Twelve is the most beautiful par 3 on the golf course at 202/176 with water fronting the green. The bail out is to the left. There is a bunker center front between the water and green and another bunker on the right. The green has yet another mound to it but on this green it is easy to figure out the required pace. One could stand on this tee and admire the beauty of the hole for a long time.
Thirteen is a par five of 516/498 that has a fairway bunker left to be avoided for the best angle to the green. A pond snakes down the entire left side of the fairway passing in front of the green front and to the right. A long hitter will go for the green in two. The shorter hitter is left with a 150-190 yard layup shot. The green has mounds and ridges both front and back. A two putt from 30 feet is not a guarantee. This hole was also very beautiful.
Fourteen is a longer par 4 of 444/416 and seems to play 25 yards longer in the direction of the Kiawah River. There is a slight hill in the fairway that longer hitters will easily carry and pick up extra yardage. Shorter players are likely to just make the crest of it and be left with a 200 yard second shot. There is a long fairway bunker on the left of this dogleg left. The green sits below you but is raised slightly if you come up short. There is a large bunker to the right. It is a more difficult hole than it looks. I give Mr. Fazio credit here because this hole is somewhat “vanilla” but does offer a good challenge.
Fifteen moves back in the opposite direction as another par 4 of 421/416 with bunkers on both sides. This hole has grasses in bunker on the right that bloom two weeks of every year and we caught their lovely purplish bloom. They do not come into play but seem to frame the hole which is uphill from the tee and then flat to the green. The bunkers continue down the left side to another green with a spine/run off on the front left.
Sixteen is the last par 5 at 529/501 and moves back towards the Kiawah River. The tee shot is uphill and then it is slightly downhill to a green that is raised against higher ground behind it but steep falloffs to the front and right. There is a large tree to avoid on the right side. Much to my amazement, I got through the tree (I was trying to go over it) and ended up in a swale just off the green and got up and down to save par. This is perhaps the wildest green I have ever seen on a Tom Fazio designed course. It is hilly, not just mounded and can go every which way. It is a difficult hole due to the green.

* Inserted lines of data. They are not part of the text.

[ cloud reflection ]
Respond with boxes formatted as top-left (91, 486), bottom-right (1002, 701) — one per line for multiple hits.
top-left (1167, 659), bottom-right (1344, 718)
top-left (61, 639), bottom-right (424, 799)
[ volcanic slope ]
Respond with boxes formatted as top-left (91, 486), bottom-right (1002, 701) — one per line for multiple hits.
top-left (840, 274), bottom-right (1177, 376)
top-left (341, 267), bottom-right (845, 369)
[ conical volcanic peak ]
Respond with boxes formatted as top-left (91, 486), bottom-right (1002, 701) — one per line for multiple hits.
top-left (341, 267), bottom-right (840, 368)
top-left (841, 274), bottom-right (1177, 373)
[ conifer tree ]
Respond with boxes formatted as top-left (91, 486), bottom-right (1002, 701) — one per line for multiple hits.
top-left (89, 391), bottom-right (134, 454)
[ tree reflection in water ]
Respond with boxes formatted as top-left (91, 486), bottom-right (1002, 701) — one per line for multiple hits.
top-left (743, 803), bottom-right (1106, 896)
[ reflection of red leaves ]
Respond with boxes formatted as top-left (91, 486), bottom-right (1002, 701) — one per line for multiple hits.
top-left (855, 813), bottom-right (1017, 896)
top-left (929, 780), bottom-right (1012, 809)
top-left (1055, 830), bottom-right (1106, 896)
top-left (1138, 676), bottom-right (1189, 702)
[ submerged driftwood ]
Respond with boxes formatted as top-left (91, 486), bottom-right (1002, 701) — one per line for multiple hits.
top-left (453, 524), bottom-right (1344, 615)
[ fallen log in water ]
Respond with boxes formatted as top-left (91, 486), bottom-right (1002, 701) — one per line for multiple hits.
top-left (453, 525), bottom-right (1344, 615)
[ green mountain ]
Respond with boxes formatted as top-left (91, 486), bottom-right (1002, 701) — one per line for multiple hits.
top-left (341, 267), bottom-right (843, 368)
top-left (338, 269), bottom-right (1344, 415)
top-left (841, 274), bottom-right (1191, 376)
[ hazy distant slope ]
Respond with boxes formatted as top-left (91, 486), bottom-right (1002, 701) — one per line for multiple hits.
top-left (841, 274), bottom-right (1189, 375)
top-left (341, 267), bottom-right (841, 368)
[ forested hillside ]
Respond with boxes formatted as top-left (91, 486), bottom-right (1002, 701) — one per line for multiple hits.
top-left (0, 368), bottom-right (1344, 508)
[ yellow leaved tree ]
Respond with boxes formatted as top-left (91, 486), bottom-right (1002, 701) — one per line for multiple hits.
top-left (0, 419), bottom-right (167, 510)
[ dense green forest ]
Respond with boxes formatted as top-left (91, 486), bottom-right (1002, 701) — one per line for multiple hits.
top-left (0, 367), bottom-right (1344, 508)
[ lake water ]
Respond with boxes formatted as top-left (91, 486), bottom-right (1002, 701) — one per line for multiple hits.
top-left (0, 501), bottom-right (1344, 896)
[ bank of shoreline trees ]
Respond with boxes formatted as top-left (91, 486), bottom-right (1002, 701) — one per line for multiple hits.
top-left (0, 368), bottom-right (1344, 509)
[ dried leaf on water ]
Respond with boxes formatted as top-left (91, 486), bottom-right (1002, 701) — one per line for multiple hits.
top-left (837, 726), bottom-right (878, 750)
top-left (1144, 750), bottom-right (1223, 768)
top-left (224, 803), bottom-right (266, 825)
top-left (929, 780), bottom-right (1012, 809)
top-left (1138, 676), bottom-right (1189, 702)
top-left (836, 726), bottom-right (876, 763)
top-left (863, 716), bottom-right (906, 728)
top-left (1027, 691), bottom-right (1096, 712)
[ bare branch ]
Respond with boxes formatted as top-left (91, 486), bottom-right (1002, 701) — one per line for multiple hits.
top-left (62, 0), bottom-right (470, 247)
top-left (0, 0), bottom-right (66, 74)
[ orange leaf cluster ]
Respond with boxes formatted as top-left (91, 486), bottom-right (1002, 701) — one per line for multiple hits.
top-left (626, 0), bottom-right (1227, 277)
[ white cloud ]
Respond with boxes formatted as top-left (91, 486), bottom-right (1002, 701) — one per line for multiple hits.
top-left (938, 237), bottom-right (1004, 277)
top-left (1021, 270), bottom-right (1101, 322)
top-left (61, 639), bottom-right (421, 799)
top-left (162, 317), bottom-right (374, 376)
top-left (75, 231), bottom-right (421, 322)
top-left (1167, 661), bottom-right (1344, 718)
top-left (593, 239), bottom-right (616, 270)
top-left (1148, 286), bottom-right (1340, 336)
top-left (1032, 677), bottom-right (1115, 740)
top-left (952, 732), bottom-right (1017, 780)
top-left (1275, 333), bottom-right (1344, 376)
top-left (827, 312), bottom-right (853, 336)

Seventeen is the last par 3 playing right at the Kiawah River with a bunker down the entire left side and three bunkers right of the green of this 213/168 hole that was playing 25 yards longer due to the wind and pin location. After the amazing sixteenth green, this green seems very flat even if it is not.
Eighteen plays beautifully along the river as a dogleg left requiring a carry over water and staying as close to the tree on the left side of the fairway as possible to shorten the hole. The green has a long bunker on the left and one on the right and is raised with a fall off on the front and good slope throughout. It finishes in front of the clubhouse and is a lovely setting. It is a very good finishing hole of 440/411 yards but plays another 10-50 yards longer depending on the wind. This is my favorite par 4 on the golf course.
The River course is a wonderful golf course and anyone playing here will very much enjoy it. The course is “manufactured” to build those ponds and the few “hills” in it, but the routing is so good in moving you in all directions that you will benefit or be hurt by the wind. The green complexes are outstanding particularly the slope of the greens. It is almost as if Mr. Fazio decided he wanted to compete with Bill Coore and Tom Doak on the greens.